Multiple implications of 3-phosphoinositide-dependent protein kinase 1 in human cancer

Figure 1 Secondary structure and phosphorylation sites of 3-phosphoinositide-dependent protein kinase-1. A: 3-phosphoinositide-dependent protein kinase-1 (PDK1) consists of an N-terminal kinase catalytic domain (CD; amino acids 71-359) and a C-terminal pleckstrin homology (PH) domain (amino acids 459-550). The nuclear export sequence (NES) (amino acids 379-388) is essential for exporting PDK1 into the cytoplasm from the nucleus. The phosphorylation sites of PDK1 include Ser-241 and Tyr-373/376, which is dependent on Tyr-9 and required for PDK1 catalytic activity; B: Crystal structure of the human PDK1 kinase domain. Residues 71-163 are green (small lobe) and residues 164-358 are blue (large lobe). The αC-helix (amino acids 124-136) is boxed in black and encompasses residues 287-295, which are purple. The hydrophobic motif (HM) pocket with the Ser-241 in the activation loop is also shown. This figure was adopted from Biondi et al[26], 2002.

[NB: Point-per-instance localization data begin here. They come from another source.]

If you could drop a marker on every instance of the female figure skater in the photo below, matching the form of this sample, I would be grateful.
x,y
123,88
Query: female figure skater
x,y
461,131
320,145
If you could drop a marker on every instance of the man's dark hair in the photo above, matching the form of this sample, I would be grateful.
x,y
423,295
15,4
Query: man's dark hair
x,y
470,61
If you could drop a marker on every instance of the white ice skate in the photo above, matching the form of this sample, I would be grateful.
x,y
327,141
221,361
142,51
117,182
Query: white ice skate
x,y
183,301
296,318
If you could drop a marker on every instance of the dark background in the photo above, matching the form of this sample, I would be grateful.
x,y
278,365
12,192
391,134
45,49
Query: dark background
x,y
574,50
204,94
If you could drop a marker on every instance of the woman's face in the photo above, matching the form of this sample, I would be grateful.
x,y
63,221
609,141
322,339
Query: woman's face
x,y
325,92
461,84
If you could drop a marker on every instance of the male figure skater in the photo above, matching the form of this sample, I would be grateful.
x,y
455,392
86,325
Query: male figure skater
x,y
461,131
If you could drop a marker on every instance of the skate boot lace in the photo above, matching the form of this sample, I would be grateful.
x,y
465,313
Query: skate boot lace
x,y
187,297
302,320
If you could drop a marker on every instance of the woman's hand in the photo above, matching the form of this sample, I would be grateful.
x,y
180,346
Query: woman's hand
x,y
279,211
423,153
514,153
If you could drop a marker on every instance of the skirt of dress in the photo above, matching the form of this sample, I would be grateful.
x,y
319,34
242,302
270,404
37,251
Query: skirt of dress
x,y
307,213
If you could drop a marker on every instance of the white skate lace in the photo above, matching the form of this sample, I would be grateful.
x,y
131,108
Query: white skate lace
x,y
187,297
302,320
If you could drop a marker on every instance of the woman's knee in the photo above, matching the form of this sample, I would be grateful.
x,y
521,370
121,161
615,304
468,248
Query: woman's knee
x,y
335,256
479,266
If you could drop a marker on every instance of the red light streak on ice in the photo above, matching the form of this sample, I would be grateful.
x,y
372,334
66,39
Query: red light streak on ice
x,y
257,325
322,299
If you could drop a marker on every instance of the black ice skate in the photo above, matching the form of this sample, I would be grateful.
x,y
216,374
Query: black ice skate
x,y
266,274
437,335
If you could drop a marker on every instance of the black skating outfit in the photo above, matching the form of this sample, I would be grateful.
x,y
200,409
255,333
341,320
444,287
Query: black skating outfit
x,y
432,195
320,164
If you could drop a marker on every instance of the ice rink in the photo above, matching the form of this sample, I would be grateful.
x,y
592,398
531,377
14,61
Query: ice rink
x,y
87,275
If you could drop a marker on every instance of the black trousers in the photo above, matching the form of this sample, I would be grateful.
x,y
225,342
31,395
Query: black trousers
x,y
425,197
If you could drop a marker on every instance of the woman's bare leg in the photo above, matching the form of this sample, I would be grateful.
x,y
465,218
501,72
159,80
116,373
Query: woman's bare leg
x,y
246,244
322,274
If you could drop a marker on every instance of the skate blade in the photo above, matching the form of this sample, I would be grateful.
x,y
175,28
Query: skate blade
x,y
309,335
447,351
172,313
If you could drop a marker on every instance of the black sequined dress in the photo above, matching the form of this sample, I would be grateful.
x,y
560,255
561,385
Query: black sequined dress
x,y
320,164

Figure 2 Proposed mechanism for the regulation of 3-phosphoinositide-dependent protein kinase-1 phosphorylation and stability. 3-phosphoinositide-dependent protein kinase-1 (PDK1) autophosphorylates itself on Ser-241. In the presence of pervanadate or insulin, PDK1 is phosphorylated on Tyr-9 and Tyr-373/376 with the help of Src and heat shock protein 90 (Hsp90). Tyrosine phosphorylation further increases PDK1 catalytic activity. In the absence of Hsp90 interaction, PDK1 is promoted towards proteasome-dependent degradation. This figure was adopted from Yang et al[41], 2008. PI3K: Phosphoinositide 3-kinase; PI(4,5)P₂: Phosphatidylinositol 3,4 bisphosphate; PI(3,4,5)P₃: Phosphatidylinositol 3,4,5 trisphosphate; CA: Constitutively active; PH: Pleckstrin homology; PKB: Protein kinase B; SGK: Serum and glucocorticoid-inducible kinase.

Figure 3 Regulation of 3-phosphoinositide-dependent protein kinase-1 cellular localization. A: 3-phosphoinositide-dependent protein kinase-1 (PDK1) resides in the cytoplasm and membranes in unstimulated cells, and can shuttle between these two compartments. The treatment of cells with leptomycin-B results in PDK1 accumulation in the nucleus. The localization of this kinase to the plasma membrane is disrupted by caveolin-1; B: PDK1 can translocate to the plasma membrane following treatment with pervanadate or insulin, which leads to PDK1 phosphorylation on Tyr-9 and Tyr-373/376; C: Nucleus-cytoplasm shuttle. (1) Phosphoinositide 3-kinase (PI3K) signaling regulates PDK1 nuclear translocation; (2) Insulin growth factor-1 (IGF-1) induces Ser-396 phosphorylation, thereby placing the serine-rich motif (amino acids Ser-389-396) close to its nuclear export sequence (NES) region, which leads to PDK1 nuclear translocation; and (3) Tyrosine phosphatase SH2 domain-1 (SHP-1) binds to PDK1 following tyrosine phosphorylation. The SHP-1/PDK1 complex is recruited to the nuclear membrane by binding to perinuclear phosphatidylinositol 3,4,5 trisphosphate, where SHP-1 and its nuclear localization signal (NLS) facilitates active import. In addition, Src promotes the association of SHP-1 to PDK1. Nuclear PDK1 regulates its nuclear substrates and activates corresponding signaling pathways. PTEN: Phosphatase and tensin homolog; CA: Constitutively active; PH: Pleckstrin homology; PKB: Protein kinase B; SGK: Serum and glucocorticoid-inducible kinase; Hsp90: Heat shock protein 90.